Knaves, Fools, and Quantitative Easing

When the going gets tough, the people losing the argument start whining about civility. I often find myself attacked as someone who believes that anyone with a different opinion is a fool or a knave; as I’ve tried to explain, however, that’s mainly selection bias. I don’t spend much time on areas where reasonable people can disagree, because there are so many important issues where one side really is completely unreasonable.

Relatedly, obviously someone can disagree with my side and still be a good person. On the other hand, there are a lot of bad people engaged in economic debate — and I don’t mean that they’re wrong, I mean that they argue in bad faith.

Which brings us to today’s installment of oh-yes-they’re-that-bad, courtesy of Bloomberg. You may remember the infamous open letter to Ben Bernanke warning that his efforts to boost the economy “risk currency debasement and inflation”; just in case you wondered about the political nature of the letter, among the signatories was that noted monetary expert William Kristol.

So Bloomberg had the bright idea, now that almost four years of low inflation have passed, of asking the signatories whether they would concede that they were wrong. Not a chance. Hey, they only said there was a “risk” of inflation, and the economy hasn’t done well, so it’s all good!

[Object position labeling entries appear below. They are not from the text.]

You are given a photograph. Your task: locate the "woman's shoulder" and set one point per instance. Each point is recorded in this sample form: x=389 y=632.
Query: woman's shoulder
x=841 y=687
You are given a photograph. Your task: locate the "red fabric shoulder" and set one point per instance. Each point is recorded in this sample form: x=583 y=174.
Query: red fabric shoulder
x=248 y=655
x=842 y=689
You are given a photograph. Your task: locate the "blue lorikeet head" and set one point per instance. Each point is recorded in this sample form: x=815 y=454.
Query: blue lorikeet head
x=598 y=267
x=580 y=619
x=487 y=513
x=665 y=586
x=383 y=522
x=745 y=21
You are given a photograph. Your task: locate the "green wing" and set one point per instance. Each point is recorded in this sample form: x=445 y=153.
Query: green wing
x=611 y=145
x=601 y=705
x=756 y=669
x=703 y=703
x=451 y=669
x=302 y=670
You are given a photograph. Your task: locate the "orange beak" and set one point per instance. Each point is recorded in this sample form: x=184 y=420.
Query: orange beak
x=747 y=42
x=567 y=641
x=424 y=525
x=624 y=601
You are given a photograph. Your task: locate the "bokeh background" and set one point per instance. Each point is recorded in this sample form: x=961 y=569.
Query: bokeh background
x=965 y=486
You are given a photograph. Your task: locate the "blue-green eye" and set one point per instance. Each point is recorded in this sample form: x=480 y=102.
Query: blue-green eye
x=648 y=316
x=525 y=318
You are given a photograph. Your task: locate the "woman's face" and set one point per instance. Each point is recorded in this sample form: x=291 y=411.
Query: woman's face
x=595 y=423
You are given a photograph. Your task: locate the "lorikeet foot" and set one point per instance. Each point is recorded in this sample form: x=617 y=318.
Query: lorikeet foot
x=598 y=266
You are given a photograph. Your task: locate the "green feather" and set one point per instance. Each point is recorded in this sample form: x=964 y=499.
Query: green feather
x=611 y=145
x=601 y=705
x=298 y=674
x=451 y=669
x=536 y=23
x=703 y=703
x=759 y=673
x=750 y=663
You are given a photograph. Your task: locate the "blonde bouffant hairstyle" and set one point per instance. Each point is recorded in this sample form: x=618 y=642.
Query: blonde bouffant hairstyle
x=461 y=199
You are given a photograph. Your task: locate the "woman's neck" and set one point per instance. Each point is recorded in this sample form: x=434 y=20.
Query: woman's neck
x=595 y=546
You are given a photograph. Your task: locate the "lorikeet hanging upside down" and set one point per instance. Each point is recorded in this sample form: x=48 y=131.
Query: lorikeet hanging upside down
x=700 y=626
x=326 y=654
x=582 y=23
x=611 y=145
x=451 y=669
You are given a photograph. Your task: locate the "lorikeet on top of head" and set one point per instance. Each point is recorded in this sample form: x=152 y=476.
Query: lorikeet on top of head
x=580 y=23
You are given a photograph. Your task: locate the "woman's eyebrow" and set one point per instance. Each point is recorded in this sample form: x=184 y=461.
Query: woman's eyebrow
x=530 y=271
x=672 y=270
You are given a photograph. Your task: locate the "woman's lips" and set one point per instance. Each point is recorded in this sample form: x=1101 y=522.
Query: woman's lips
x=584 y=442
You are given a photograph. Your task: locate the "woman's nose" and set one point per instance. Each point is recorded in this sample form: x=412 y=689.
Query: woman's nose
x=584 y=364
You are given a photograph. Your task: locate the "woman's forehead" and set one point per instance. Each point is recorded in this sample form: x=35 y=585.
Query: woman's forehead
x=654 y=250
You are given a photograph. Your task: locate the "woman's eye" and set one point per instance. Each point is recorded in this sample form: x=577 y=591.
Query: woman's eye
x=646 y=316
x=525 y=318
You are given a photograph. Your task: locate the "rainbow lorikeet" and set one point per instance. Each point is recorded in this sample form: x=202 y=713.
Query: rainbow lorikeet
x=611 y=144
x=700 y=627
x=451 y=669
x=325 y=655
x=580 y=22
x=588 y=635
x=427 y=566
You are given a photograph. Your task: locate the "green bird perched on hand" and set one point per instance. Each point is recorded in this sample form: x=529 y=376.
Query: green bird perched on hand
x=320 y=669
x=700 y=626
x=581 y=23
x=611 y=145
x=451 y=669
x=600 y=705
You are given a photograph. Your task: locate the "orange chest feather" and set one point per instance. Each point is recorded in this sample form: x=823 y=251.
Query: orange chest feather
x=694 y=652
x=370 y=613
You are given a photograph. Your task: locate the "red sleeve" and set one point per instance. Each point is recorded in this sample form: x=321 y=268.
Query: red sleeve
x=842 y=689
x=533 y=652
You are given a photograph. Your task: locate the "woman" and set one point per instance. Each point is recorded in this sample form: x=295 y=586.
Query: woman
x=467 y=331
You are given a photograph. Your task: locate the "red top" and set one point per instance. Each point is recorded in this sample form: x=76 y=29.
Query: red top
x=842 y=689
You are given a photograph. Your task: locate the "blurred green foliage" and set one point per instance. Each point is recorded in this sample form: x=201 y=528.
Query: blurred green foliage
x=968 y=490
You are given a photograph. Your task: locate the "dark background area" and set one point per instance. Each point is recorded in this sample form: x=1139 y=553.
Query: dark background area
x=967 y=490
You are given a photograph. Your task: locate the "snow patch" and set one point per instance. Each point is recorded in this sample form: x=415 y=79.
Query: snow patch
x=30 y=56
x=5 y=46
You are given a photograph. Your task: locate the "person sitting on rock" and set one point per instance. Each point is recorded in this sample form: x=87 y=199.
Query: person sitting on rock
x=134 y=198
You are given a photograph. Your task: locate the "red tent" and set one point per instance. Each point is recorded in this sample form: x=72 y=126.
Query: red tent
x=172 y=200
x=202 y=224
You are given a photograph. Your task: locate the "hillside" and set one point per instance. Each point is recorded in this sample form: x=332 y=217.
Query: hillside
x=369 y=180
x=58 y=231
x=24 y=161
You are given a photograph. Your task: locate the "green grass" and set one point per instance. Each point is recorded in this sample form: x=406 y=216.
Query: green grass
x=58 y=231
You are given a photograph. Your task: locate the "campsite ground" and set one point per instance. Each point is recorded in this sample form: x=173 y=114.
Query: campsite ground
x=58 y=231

Just to say the obvious: if inflation had in fact risen, they would have claimed vindication. So it’s heads they win, tails they don’t lose.

And this is far from the only example of inflationistas and bond worriers bobbing and weaving, refusing to acknowledge having said what they said, being completely unwilling to admit mistakes.

I try hard not to behave that way. If I make a mistake — like my extreme pessimism about the short-term survival of the euro, or my warnings back in 2003 about a US debt crisis — I do try to admit it, and figure out where I was wrong (I underestimated both Europe’s political cohesion and the extent to which ECB intervention could short-circuit the financial panic; back when, I made a false analogy with countries that borrow in someone else’s currency.) No doubt there have been times when I rewrote history to make myself look better, but I try to avoid that — it’s a major intellectual and moral sin.

And boy are there a lot of sinners out there.